Renergy Inc and Dovetail Energy reached a settlement with the Ohio Attorney General in the Greene County Common Pleas Court later that month. They agreed to pay a civil penalty of $75,000, as well as establish deadlines for correction of the emissions. The lawsuit held a maximum fine of $35.6 million.

The US and Ohio EPAs stated that Fairborn and Bath Township's lawsuit "stepped beyond the scope of their offices" and that "the fact that plaintiffs might not be satisfied with the progress Ohio EPA and EPA made does not mean that they may seek an order from this court, forcing EPA to exercise its enforcement authority". They cited that diligent prosecution had met and the civil lawsuit held no grounds for something the agencies were already attempting to enforce.

In September 2022, Renergy Inc. was issued a Notice of Violation by the US EPA. It cited excess emissions of hydrogen sulfide from the biodigester's flare and engine in January 2019. It also alleged that from 21 June 2021 to 6 December 2021 that Renergy improperly operated the biodigester's facility engines, to include negligently shutting down the flare used to burn excess gasses.

On 20 September 2023, Ohio Attorney General Dave Yost issued an order to Renergy Incorporated to completely shutdown the biodigester by 31 January 2024.
Renergy agreed to the following terms:
- Stop accepting feedstock and waste by Oct. 1, 2023.
- Empty the digestate storage tank by Dec. 15, 2023.
- Empty and clean the digester and other equipment by Jan. 15, 2024.
- Submit documentation of the emptying and cleaning by Jan. 30, 2024.
- Request termination of its permits and certify that the facility is permanently shut down by Jan. 31, 2024.

===Political Controversy===

Thomas V. Pitstick was a Bath Township Trustee from at least July 2008 to November 2021. The Dovetail Energy biodigester was built on his pig farm in 2014, when he held public office.

After the initial zoning disputes, citizens petitioned for Pitstick to resign his position on the Board of Trustees in December 2020, due to his involvement with the ongoing lawsuits and controversy surrounding the biodigester.
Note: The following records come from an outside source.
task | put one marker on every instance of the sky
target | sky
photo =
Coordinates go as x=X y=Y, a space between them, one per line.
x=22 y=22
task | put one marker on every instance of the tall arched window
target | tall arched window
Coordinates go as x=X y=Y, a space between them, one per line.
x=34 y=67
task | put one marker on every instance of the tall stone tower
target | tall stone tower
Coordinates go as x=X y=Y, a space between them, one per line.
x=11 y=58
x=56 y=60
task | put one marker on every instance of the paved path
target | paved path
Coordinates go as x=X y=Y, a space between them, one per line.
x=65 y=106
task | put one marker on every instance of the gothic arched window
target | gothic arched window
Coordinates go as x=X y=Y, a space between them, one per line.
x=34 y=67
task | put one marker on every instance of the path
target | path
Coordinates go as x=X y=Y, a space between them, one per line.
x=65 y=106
The petition also called for Steve Ross, another Trustee, to resign for an unrelated matter. The petition stated, “we believe that Steve Ross and Tom Pitstick have continually failed to hold the best interest of the citizens of Bath Township and the City of Fairborn (which resides in Bath Township) as their primary focus, and have let their personal views and interests result in decisions that have both negatively and adversely affected citizens thereof.” Pitstick and Ross did not step down from their positions.

Shortly after, in March 2021, the Bath Township Board of Trustees voted to tighten rules for public comment at township meetings. The rules were introduced by Bath Township Administrator Pete Bales, in order to restrict comments on the township's ongoing litigation with Renergy Inc. and Dovetail Energy.
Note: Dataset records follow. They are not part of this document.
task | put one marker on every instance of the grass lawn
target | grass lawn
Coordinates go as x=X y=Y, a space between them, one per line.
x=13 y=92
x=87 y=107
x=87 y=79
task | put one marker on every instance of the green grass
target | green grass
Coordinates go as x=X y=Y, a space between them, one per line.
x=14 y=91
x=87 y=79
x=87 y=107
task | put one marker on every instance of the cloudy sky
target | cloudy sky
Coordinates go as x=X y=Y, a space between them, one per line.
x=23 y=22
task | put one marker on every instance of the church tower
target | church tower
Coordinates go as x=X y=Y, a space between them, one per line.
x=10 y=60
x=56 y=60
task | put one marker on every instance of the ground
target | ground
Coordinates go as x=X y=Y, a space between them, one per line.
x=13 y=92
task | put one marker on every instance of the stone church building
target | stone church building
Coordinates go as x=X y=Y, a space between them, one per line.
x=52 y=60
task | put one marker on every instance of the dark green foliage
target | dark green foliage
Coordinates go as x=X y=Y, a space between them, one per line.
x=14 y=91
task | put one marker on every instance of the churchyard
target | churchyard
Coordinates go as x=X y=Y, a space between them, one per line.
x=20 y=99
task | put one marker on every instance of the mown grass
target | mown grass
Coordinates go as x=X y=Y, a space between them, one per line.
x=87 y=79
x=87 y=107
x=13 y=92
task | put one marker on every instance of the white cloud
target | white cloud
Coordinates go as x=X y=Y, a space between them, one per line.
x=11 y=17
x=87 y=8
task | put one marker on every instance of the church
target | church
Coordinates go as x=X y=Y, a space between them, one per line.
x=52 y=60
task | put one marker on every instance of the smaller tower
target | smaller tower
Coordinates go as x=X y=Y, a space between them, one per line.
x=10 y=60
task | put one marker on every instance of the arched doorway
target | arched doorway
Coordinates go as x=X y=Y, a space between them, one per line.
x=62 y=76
Bales stated, "We are involved in pending litigation and we should not be commenting on it...So whenever there’s a question about Dovetail or the Dovetail lawsuit, as much as people want to know what’s going on, it is pending in court. And we should not be commenting on it. We should let our attorneys do that work". Residents were upset about the changes, alleging the township was becoming less transparent with its constituents.

The rules passed in a 2-1 vote. Trustees Pitstick and Ross voted in favor of the restrictions, while Trustee Kassie Lester voted against it.

Pitstick would lose reelection in November 2021 against then-Fairborn Deputy City Mayor Rob Hoffman. Pitstick received 932 votes vs Hoffman's 2,544, Bath Township had 7,514 eligible voters that year.